The early childhood program is sponsored by the government through the Red de Cuido. It is a network of care for mothers who are in extreme poverty and are going back to school or back to work.

“We don’t babysit, we form lives,” said Ms. Mahon.

However, the credit for the atmosphere goes to the professionals who work everyday with these youth, said staff.

“The teacher and director are the real heros. They work hard, and they just do miracles with these kids. Some of their stories are incredible,” said Ms. Mahon.

According to Ms. Mohon, many of the young girls who attend have been abused and molested in their home. She described a day when the director of the school, Coralia Bonilla, told her of three students who confessed they had been molested in just one week. Only one of these students sought out help from the police, she said.

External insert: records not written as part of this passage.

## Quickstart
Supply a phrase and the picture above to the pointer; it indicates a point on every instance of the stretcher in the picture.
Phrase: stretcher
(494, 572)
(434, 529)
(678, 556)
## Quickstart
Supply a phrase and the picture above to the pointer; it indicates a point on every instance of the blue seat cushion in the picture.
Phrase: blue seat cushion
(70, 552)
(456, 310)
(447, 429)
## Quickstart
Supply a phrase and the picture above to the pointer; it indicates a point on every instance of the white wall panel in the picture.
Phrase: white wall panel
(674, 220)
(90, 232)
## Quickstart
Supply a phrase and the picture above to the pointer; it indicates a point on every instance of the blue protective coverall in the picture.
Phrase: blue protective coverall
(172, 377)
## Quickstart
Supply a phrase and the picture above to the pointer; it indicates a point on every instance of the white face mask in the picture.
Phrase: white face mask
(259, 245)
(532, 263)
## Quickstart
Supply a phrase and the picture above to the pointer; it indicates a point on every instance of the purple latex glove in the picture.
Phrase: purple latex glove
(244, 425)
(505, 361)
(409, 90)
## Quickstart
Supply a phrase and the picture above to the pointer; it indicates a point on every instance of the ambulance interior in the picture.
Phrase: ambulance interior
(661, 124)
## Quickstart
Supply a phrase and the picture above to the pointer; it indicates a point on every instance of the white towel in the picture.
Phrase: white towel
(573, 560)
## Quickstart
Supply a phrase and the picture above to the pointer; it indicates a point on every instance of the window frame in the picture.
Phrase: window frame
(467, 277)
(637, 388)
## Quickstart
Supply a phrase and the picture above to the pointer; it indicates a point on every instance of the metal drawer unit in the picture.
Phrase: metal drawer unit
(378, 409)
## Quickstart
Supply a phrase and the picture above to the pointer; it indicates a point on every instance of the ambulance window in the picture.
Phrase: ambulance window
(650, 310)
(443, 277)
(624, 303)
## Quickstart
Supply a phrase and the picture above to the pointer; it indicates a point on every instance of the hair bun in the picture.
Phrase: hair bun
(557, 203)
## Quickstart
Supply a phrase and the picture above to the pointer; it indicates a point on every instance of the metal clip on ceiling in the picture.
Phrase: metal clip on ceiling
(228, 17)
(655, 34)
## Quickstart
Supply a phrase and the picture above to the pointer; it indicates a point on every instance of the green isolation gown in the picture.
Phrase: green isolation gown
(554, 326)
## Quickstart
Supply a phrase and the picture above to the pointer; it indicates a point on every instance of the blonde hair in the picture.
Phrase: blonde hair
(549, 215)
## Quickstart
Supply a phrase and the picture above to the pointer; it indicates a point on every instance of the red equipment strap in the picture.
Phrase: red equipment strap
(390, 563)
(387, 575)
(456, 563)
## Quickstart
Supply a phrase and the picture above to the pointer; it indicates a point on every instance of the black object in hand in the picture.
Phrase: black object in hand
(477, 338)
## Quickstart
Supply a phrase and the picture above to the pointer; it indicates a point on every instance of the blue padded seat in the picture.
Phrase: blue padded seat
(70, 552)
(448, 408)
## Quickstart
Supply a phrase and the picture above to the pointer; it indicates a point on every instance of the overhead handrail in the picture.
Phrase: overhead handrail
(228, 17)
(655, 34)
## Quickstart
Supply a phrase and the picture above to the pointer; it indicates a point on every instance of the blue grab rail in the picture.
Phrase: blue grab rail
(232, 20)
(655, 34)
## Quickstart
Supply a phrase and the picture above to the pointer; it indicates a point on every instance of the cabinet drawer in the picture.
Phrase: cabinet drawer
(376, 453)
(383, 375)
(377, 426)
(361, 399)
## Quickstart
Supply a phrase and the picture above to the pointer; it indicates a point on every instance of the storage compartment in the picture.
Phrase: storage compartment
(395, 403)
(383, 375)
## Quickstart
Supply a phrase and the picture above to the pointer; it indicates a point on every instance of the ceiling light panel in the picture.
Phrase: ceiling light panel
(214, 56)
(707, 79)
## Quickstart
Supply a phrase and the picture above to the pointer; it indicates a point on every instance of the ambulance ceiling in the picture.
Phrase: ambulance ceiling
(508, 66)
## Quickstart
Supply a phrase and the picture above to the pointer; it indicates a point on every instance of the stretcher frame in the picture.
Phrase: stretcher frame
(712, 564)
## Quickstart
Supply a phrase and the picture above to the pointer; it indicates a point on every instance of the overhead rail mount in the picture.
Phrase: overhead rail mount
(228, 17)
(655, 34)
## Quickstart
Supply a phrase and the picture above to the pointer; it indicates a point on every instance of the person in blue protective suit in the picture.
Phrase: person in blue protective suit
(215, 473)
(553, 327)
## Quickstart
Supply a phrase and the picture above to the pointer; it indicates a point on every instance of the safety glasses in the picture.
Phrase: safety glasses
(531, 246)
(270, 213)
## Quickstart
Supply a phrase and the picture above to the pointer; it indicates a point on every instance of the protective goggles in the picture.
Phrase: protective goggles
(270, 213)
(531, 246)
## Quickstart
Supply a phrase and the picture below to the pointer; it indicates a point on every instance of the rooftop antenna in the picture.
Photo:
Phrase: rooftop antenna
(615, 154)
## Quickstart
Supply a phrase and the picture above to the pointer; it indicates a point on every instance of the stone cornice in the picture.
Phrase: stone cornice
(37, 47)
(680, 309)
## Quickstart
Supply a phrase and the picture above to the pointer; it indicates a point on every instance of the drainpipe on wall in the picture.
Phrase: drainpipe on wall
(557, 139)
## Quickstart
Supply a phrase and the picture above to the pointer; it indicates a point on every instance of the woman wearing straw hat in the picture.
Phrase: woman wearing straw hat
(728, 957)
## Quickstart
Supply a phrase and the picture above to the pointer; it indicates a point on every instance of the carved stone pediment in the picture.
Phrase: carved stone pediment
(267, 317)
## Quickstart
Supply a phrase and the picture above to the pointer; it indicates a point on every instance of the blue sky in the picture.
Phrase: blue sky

“Moms usually talk them out of reporting. A lot of times the mother has been through the same thing, and they think they got through it,” said Ms. Mahon.

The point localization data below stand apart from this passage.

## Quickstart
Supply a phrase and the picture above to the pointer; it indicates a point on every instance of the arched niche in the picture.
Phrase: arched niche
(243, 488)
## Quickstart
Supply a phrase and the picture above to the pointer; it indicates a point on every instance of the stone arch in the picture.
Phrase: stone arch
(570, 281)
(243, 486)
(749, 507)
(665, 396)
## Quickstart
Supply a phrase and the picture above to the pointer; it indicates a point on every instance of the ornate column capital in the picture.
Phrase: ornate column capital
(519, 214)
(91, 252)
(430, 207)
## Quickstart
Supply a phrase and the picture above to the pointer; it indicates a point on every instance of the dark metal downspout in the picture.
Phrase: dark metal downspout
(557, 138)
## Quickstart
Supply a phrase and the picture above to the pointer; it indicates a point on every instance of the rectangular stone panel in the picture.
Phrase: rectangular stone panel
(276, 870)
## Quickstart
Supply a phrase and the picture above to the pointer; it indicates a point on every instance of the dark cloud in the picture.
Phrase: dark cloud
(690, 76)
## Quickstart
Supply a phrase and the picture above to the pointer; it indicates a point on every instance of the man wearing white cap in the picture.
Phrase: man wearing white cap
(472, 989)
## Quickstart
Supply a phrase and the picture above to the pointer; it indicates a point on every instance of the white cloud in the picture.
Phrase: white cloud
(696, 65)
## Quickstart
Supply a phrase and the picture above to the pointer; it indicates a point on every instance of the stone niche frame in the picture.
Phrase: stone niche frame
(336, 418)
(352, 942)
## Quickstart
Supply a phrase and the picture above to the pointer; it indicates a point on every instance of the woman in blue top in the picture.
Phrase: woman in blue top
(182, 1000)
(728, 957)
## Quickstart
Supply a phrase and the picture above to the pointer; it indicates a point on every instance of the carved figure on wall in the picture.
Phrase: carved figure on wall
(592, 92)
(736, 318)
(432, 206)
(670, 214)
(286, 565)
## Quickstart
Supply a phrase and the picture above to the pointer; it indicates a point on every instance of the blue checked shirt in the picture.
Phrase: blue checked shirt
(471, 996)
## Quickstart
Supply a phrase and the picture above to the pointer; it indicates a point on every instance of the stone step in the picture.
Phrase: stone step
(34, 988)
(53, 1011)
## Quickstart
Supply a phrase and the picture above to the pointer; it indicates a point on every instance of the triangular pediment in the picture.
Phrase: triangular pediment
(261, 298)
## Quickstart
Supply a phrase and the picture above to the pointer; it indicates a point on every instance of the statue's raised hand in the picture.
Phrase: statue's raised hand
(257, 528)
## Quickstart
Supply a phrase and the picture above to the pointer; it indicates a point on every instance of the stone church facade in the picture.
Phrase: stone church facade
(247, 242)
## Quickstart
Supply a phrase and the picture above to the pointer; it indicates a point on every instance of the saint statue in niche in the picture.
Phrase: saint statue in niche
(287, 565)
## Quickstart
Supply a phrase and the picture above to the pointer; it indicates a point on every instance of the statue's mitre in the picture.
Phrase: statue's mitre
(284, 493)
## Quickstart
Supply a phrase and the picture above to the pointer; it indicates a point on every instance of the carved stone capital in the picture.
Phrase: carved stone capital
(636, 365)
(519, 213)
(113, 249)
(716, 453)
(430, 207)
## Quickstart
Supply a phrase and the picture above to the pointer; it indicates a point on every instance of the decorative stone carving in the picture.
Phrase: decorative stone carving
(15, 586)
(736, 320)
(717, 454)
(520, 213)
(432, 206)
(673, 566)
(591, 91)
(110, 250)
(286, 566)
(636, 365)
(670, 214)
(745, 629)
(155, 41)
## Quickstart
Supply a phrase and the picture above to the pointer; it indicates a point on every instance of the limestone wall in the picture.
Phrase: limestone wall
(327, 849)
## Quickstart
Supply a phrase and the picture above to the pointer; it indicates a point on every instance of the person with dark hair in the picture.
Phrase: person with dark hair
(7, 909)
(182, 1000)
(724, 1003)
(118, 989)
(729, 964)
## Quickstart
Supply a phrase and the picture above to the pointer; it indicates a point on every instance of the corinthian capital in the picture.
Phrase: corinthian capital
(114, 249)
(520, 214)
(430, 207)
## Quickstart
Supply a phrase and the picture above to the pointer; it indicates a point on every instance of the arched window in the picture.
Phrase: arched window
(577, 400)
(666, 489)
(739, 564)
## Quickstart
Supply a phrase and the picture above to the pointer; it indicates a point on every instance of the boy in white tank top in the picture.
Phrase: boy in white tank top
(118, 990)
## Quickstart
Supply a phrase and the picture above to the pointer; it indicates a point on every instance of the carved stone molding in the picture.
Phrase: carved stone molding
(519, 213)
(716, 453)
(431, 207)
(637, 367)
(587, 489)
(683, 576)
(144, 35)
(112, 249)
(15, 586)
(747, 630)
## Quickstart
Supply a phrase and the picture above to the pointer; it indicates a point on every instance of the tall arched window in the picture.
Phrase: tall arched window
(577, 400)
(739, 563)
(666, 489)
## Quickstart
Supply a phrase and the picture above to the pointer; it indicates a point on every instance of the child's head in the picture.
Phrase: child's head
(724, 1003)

“The mother feels powerless because the man is a financial contributer to the home,” she added.

The California native has been doing missionary work for 24 years. She started a school like Escuela Cristiana in El Pauji, Venezuela, called Unidad Educativa Arnoldo Gabaldon.

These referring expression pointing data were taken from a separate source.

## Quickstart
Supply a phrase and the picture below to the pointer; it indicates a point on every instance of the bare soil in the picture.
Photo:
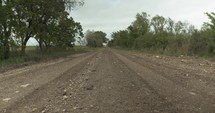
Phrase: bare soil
(110, 81)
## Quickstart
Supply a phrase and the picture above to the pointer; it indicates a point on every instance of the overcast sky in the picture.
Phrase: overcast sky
(113, 15)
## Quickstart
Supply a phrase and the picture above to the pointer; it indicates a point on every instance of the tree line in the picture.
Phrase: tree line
(164, 35)
(95, 38)
(47, 21)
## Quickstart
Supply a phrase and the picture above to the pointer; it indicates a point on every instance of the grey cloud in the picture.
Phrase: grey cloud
(112, 15)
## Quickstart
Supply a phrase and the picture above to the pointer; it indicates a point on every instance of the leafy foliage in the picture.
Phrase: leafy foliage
(45, 20)
(96, 38)
(167, 36)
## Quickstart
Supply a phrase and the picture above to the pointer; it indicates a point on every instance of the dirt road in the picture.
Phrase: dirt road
(110, 81)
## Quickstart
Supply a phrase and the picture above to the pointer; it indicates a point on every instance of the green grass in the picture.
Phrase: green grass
(33, 55)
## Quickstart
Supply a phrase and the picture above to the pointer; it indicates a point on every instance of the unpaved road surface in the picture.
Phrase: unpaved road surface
(110, 81)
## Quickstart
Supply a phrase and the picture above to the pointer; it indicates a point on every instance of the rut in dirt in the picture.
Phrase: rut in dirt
(111, 81)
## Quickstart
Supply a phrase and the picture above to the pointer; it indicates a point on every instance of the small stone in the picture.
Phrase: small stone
(91, 106)
(34, 109)
(90, 87)
(192, 93)
(187, 75)
(93, 71)
(6, 99)
(201, 64)
(65, 97)
(25, 85)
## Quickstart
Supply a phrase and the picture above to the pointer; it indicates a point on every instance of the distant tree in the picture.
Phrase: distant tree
(95, 38)
(158, 23)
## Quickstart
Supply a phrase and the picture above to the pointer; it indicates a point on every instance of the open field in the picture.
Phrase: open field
(33, 55)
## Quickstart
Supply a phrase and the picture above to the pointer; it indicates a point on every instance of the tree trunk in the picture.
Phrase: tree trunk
(24, 44)
(6, 50)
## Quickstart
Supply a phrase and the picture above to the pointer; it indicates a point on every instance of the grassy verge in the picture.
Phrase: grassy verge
(32, 55)
(166, 53)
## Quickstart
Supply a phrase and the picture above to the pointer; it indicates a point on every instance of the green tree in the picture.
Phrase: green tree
(95, 38)
(158, 23)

For two years, she has operated a girl empowerment club called Chicas de Promisa across the street from the school. It is a house that is open a few days out of the week, and close to 60 young ladies in fifth and sixth grades come to play games, study, and do crafts until their mothers come to pick them up, she said

“About 70 girls have gone through the program, and they are welcome to come back. My thought is as long as they stay in school, they can keep visiting. I want to help them stay in school and not get pregnant. Those are my two goals,” said Ms. Mahon.

So far the program has had a positive impact.

“It used to be twice a week that girls were coming and saying they had been molested, but now not as many. Something is helping them not be victims,” said Ms. Mahon.

She is working toward having the school open from 7 a.m. to 7 p.m. This way it will be a safe place available for girls before and after school, while their caregiver is at work.

“Right now we work with a lot of projects. My goal is to raise enough to hire staff full-time and buy our house,” she said.

Latin American Child Care has three concepts: compassion, education and transformation. It was founded in 1963 and is present in 21 countries, and the mission is to spread the gospel while providing life skills for the future.

Every year missionaries come through to help with projects. According to Amiot, his organization has had eight groups visit between May and August of this year. Most of the teams come from universities to help with a ministry at the Universidad de Costa Rica and other schools.

This last was a mixed adult and youth group from Brandon, Florida. It was the church’s second mission trip. They were lead by their pastor, Brent Simpson, and prepared skits, testimonies and a video drama to present to the children in Linda Vista.

“As a teacher, I was overwhelmed, but I was very happy to be with kids less fortunate than us,” said visitor Blanca Morales. It was a great experience and this afternoon it was awesome to minister to girls. They are trying their best to protect them from sex trafficking and other evils. We just wanted to bring energy and share our love for Christ. There are great things out there for them.”